Disquiet

Disquiet

Kirk, Sofia, Deanna, and Ben on Saturday, June 13, 2026.

My daughter’s mom, Deanna, celebrated her 60th birthday with a big birthday bash at Ora et Labora wine shop on Saturday, June 13th, 2026. Deanna reserved the entire space, opting for the “full buy-out” package, which included the large lounge, wine bar and patio space outside. Our daughter, Sofia, and son-in-law, Ben did a lot of the heavy lifting to get the party space set up, complete with a photo booth at the facility’s entrance, and an elaborate array of snack trays in the lounge. Musicians Stephanie Schneiderman and Tony Furtado, a wife and husband duo, provided the live music for the evening. (Stephanie is also one of Deanna’s closest friends.) It was a fun party, but I couldn’t help sensing a small but noticeable undercurrent of what felt like tension or low-level anxiety.

When Sofia and Ben came over to my apartment for supper a couple of days later, I mentioned the impressions I took away from the party, which I characterized as lots of fun, but with some of the folks attending looking slightly stressed or preoccupied. Both Sofia and Ben quickly pushed back, asserting their perspectives that the party was a blast, and people had fun. I did not disagree, but contrasted Deanna’s 60th birthday celebration at the wine shop with her 50th at her house. The house party felt more relaxed and intimate. Sofia and Ben did not object to that characterization, but pointed out that a lot more people came to the party at the wine shop, including clients, friends of friends, etc.; at the house party, by contrast, most of the folks celebrating were either family or close friends.

As I continue writing these words, more than a week later, having had the chance to reflect on the celebratory mood of the evening, and to view through the impressive photo slideshow my daughter sent to attendees which clearly depicted people having a good time, I had to concede the party was an unqualified success, if one rightly defines party “success” as celebrants having a good time. That said, I also remember the conversations I had with others that evening — some were light and fun-filled, others more of the “what are you doing these days?” kind of catch-up old friends and acquaintances who haven’t seen each other for a long while might engage in. But at least two or three conversations I engaged in that evening touched on more serious matters touching on political and other public affairs, and the concerns, worries and general sense of malaise that seemed to quickly arise when dwelling on such concerns, even if only momentarily.

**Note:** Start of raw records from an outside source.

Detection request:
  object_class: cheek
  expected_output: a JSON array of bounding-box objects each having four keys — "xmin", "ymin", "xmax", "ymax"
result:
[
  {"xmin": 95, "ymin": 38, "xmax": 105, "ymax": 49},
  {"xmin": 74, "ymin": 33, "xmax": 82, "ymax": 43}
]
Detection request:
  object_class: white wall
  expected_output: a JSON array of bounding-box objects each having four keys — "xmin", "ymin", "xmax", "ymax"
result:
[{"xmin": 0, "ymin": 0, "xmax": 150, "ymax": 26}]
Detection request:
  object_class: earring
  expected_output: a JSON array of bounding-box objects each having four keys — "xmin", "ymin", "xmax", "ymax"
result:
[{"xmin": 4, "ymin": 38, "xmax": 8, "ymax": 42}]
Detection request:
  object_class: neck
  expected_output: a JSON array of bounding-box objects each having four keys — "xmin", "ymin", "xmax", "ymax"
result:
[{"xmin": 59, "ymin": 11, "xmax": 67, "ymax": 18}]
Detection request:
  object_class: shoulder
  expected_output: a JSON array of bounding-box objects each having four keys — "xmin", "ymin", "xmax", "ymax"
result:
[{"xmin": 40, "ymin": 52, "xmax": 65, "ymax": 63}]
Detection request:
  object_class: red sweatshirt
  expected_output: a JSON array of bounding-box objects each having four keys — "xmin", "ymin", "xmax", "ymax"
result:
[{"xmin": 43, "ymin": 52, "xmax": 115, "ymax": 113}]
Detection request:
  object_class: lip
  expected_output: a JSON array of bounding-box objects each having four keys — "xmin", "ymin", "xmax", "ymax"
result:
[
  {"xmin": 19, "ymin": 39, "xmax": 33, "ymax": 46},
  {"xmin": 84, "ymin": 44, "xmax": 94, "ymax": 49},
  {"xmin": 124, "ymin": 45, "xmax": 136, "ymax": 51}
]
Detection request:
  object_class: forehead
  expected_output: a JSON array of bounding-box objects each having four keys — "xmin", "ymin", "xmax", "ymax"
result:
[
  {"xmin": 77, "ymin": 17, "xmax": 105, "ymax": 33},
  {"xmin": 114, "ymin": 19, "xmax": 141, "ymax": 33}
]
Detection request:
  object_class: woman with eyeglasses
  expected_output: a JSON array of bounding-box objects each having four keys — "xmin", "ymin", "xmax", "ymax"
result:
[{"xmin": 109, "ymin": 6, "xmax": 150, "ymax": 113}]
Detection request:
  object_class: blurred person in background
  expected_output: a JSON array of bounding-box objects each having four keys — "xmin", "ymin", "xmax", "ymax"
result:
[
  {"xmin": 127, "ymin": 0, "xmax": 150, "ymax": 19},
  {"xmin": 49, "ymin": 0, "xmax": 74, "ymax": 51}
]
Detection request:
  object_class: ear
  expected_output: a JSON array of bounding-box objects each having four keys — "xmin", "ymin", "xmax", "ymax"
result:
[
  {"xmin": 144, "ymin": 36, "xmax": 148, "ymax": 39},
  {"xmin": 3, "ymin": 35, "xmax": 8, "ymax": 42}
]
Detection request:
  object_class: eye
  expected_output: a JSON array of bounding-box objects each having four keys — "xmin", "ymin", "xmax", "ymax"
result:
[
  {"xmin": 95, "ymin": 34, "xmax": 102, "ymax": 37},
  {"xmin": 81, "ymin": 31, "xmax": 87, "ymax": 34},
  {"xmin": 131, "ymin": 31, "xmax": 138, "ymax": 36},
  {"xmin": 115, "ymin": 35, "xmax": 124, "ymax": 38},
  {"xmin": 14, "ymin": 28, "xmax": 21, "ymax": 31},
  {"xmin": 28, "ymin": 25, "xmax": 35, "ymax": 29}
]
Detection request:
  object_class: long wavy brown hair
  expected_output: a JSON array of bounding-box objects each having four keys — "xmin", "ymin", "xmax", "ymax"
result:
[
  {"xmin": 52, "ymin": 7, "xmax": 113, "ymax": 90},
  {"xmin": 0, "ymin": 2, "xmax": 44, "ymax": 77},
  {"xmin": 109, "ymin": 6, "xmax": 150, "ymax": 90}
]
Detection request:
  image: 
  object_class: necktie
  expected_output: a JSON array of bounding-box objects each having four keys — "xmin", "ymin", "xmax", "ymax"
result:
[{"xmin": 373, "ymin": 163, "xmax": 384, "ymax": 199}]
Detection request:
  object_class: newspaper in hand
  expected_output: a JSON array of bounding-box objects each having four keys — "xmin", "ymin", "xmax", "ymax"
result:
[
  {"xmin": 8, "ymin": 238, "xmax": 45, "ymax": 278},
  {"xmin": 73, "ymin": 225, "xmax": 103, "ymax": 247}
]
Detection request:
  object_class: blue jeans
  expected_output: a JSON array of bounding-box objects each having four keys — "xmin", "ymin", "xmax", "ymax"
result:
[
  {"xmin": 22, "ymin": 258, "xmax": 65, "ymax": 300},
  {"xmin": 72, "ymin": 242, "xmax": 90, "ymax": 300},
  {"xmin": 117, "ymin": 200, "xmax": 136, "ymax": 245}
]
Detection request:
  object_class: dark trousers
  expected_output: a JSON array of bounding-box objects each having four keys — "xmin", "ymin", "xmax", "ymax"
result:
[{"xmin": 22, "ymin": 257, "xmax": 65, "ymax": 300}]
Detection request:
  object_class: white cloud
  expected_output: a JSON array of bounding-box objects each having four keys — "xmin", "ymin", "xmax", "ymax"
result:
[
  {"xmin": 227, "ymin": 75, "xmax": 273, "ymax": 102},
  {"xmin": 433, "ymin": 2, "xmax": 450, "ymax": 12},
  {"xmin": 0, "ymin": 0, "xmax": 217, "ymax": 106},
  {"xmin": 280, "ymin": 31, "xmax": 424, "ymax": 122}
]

Deanna is one of two women I often refer to as “my ex.” The other is Mary. I have never legally married, and I doubt that either woman has ever thought of me as an “ex” in the “ex-hubby” meaning of that term. But I think of them both as “exes” because, during a significant part of each relationship, each of us had vowed a lifelong commitment to each other. By contrast, other intimate relationships I’ve “enjoyed” in my lifetime were mostly so fleeting that none but one (or perhaps two) could I justifiably even refer to as “former girlfriend.” My “first ex” (Mary) was my first true love. Shortly after we fell for each other, we planned to actually marry — even going so far as to purchase her wedding gown, and our wedding rings. But our relationship began to unravel about a year or so later, and after nearly seven years of often making each other miserable, we finally called our relationship quits. Shortly afterward, she married an investment banker and started a family. By contrast, the intimate portion of my relationship with the birthday girl (Deanna) lasted only a couple of years. During that time, however, she gave birth to our daughter, Sofia.

I bring up these “exes” only to supply a bit of context. The end of each relationship was deeply traumatizing (at least to me) — with the breakup of my romantic relationship with my daughter’s mom most traumatic of all. Apart from a brief four-month fling I had in the late-’90s with a woman who had just kicked her hubby out of the household after she caught him cheating on her, I never entered into another romantic relationship since. I lost contact with Mary decades ago; Deanna and I have stayed close over the decades, however, almost exclusively (or perhaps solely) because we share a daughter together. And although Deanna’s hubby for the past couple of decades is certainly much more compatible mate that I could have ever been, it’s equally as certain that our daughter Sofia remains the most cherished person to each of us.

Each encounter with one of life’s vicissitudes can alter the trajectory of the life encountering the mutation in unpredictable — sometimes dramatic and wholly novel — ways. That’s true whether the living thing is a person, another animal, an institution or a nation-state. I was sixteen years old when my country, the United States, celebrated the 200th anniversary of its declaration of independence. Now, nearly half a century later, the country is on the cusp of celebrating its 250th anniversary of making that declaration. Much has changed over that half-century, but one of the most striking changes is any pretense that we, as a nation, continue to strive towards a “more perfect union” of individuals populating a “land of the free” and “home of the brave” guided by notions of fair play, equality under the law, utterances of “I disagree with what you’re saying, but would defend to the death your right to say it,” (even if the actual sincerity behind such utterances was questionable) and the like.